Races of the Dragon
- cover of Races of the Dragon
- Authors: Gwendolyn F.M. Kestrel, Jennifer Clarke Wilkes, and Kolja Raven Liquette
- Genre: Role-playing game
- Publisher: Wizards of the Coast
- Publication date: January 2006
- Media type: Print (Hardback)
- Pages: 160
- ISBN: 0-7869-3913-3
- OCLC: 63671067
- LC Class: GV1469.62.D84 D836 2000

= Races of the Dragon =

2006 role-playing game supplement

Races of the Dragon is an optional supplemental source book for the 3.5 edition of the Dungeons & Dragons fantasy role-playing game.

==Contents==
This book contains info on two new races. This book offers a new race that works well with the Dungeons & Dragons sorcerers, a class that uses magical power derived from having dragon blood. The book also contains new prestige classes, feats, and spells.

==Publication history==
Races of the Dragon was written by Gwendolyn F.M. Kestrel, Jennifer Clarke Wilkes, and Kolja Raven Liquette, and was published in January 2006. Cover art was by Steve Prescott, with interior art by Steven Belledin, Ed Cox, Daarken, Wayne England, Emily Fiegenschuh, Carl Frank, Dan Frazier, Brian Hagan, Ralph Horsley, Chris Malidore, Jim Nelson, and Eric Polak.

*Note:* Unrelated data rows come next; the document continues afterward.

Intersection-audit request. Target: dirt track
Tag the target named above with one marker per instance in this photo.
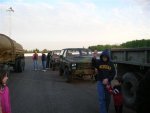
(47, 92)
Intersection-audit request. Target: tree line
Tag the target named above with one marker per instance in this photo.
(130, 44)
(39, 51)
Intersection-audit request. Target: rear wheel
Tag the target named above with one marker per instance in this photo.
(129, 88)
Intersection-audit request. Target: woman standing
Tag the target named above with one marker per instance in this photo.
(4, 94)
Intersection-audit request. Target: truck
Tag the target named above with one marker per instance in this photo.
(75, 63)
(11, 54)
(131, 66)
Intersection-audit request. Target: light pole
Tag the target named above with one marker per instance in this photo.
(10, 10)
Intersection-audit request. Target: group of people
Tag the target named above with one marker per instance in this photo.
(105, 73)
(108, 84)
(45, 60)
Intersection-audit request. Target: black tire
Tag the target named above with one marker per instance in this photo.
(129, 88)
(68, 75)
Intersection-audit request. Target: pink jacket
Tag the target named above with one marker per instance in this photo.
(5, 100)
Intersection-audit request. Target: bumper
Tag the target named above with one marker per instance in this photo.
(83, 72)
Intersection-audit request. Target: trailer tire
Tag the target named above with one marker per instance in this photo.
(129, 88)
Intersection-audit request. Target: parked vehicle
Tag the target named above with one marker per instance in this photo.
(132, 64)
(75, 62)
(54, 62)
(11, 54)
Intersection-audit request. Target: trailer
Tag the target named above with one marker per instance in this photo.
(131, 65)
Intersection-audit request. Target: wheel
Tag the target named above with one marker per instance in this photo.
(129, 88)
(68, 75)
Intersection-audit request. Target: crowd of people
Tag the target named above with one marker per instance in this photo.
(107, 85)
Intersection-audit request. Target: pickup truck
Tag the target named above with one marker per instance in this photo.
(131, 65)
(75, 62)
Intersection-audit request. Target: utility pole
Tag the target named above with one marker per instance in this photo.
(10, 10)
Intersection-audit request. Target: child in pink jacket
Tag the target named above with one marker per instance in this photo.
(4, 94)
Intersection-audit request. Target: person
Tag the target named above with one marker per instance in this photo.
(48, 60)
(43, 58)
(106, 72)
(143, 95)
(4, 94)
(35, 60)
(94, 63)
(115, 90)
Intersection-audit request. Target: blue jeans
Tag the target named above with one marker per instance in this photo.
(35, 63)
(104, 97)
(44, 64)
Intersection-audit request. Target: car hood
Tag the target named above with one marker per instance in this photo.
(80, 59)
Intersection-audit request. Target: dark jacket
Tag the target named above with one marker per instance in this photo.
(105, 69)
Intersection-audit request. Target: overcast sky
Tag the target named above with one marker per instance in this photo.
(57, 24)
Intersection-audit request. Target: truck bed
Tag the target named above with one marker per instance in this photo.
(133, 56)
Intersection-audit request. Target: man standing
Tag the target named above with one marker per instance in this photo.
(143, 95)
(43, 58)
(35, 60)
(106, 73)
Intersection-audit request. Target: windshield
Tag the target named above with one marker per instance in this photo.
(78, 52)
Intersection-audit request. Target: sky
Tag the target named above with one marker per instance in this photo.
(58, 24)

Gwendolyn Kestrel explains the inspiration for the book's material: "Dragons are a rich part of the Dungeons & Dragons game history. There's plenty of material in the game system to serve as inspiration. Of course, we wanted to go beyond what we had done before. While familiar with both Savage Species and Unearthed Arcana, I didn't directly go to these books for inspiration for Race of the Dragon."